SIMD support...

Sat Jan 7 18:25:54 PST 2012

On 8/01/12 1:32 AM, Manu wrote:
> On 8 January 2012 02:54, Peter Alexander <peter.alexander.au at gmail.com
> <mailto:peter.alexander.au at gmail.com>> wrote:
>
>     I agree with Manu that we should just have a single type like __m128
>     in MSVC. The other types and their conversions should be solvable in
>     a library with something like strong typedefs.
>
>
> Walter put in a reasonable effort to sway me to his side of the fence
> last night. I'm still not entirely sold that implementation inside the
> language is necessary to achieve these details, but I don't have enough
> background into to argue, and I'm not the one that has to maintain the
> code :)
>
> Here are some points we discussed... how do we do these (efficiently) in
> a library?

Just to be clear, it was only the types and conversions that I thought 
would be suitable for a library. Operations, along with their 
optimisations are best for compiler.

> ** Literal syntax.. and constant folding:
>
> Constants and literals also need to be aligned. If we use array syntax
> to express literals, this will be a problem.
>
>   int4 v = [ 1,2,3,4 ] + [ 5,6,7,8 ];
>
> Any constant expressions need to be simplified at compile time: int4 vec
> = [ 6,8,10,12 ];
> Perhaps this is possible with CTFE? Or will it be automatic if you
> express literals as if they were arrays?
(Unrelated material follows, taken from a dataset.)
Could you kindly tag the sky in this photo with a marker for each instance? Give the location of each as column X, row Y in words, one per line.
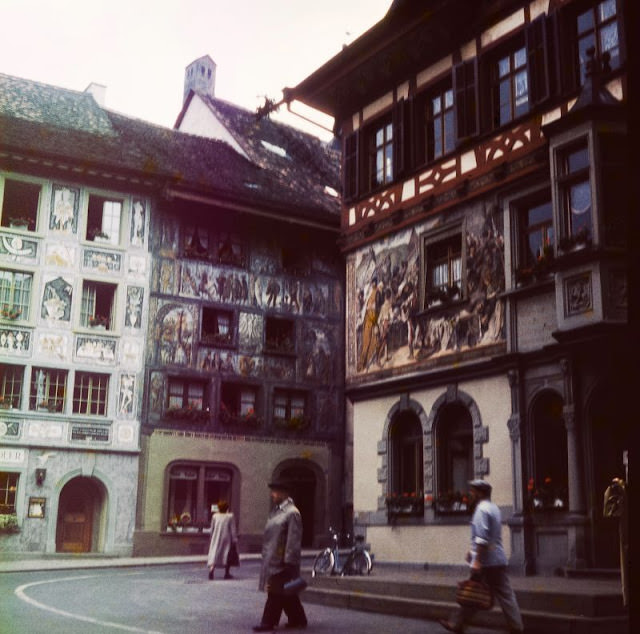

You could use array syntax for vector literals, as long as they are 
stored directly into vector variables. e.g.

immutable int4 a = [1, 2, 3, 4];
immutable int4 b = [5, 6, 7, 8];
int4 v = a + b;

Constant folding can be done by compiler, although I don't think this is 
a priority.

> ** Expression interpretation/simplification:
>
>   float4 v = -b + a;
>
> Obviously, this should be simplified to 'a - b'.
>
>   float4 v = a*b + c;
>
> This should use a multiply-accumulate opcode on most architectures:
> FMADDPS v, a, b, c

Compiler should make these decisions, just like it does with int/float 
etc.  In some cases these kinds of simplifications can effect the result 
due to numeric issues.

You can use expression templates for this sort of thing as well, but 
they are a horrible mess, so I don't think I'd like to see them.

> ** Typed debug info
>
> In a debugger it's nice to inspect variables in their supposed type.
> Can probably use unions to do this... probably wouldn't be as nice though.

Good point. I'm not an expert on this, but I suspect that a union would 
be good enough?

> ** God knows what other optimisations
>
> float4 v = [ 0,0,0,0 ]; // XOR v
> etc...

Again, I think you could use expression templates for this, but it's so 
much simpler to leave this optimisation to the compiler.

Even if the compiler doesn't do it, it's not difficult to do it manually 
when you really need it:

float4 v = void;
asm { pxor v, v; }

Honestly, I'm not too bothered with these types of optimisations. As 
long as the compiler does the register allocation and instruction 
scheduling for me, I would be 99% happy because those things are the 
most tedious when trying to write structured code. I can easily enough 
change (-b + a) to (b - a) if that's faster, or insert specific 
instructions for generating vector constants, or do constant folding 
manually.

Of course, it would be nice if the compiler did them, but that's just 
icing on the cake. The meat of the problem is register allocation.

> I don't know what amount of this is achievable with libraries, but
> Walter seems to think this will all work much better in the language...
> I'm inclined to trust his judgement.

I agree.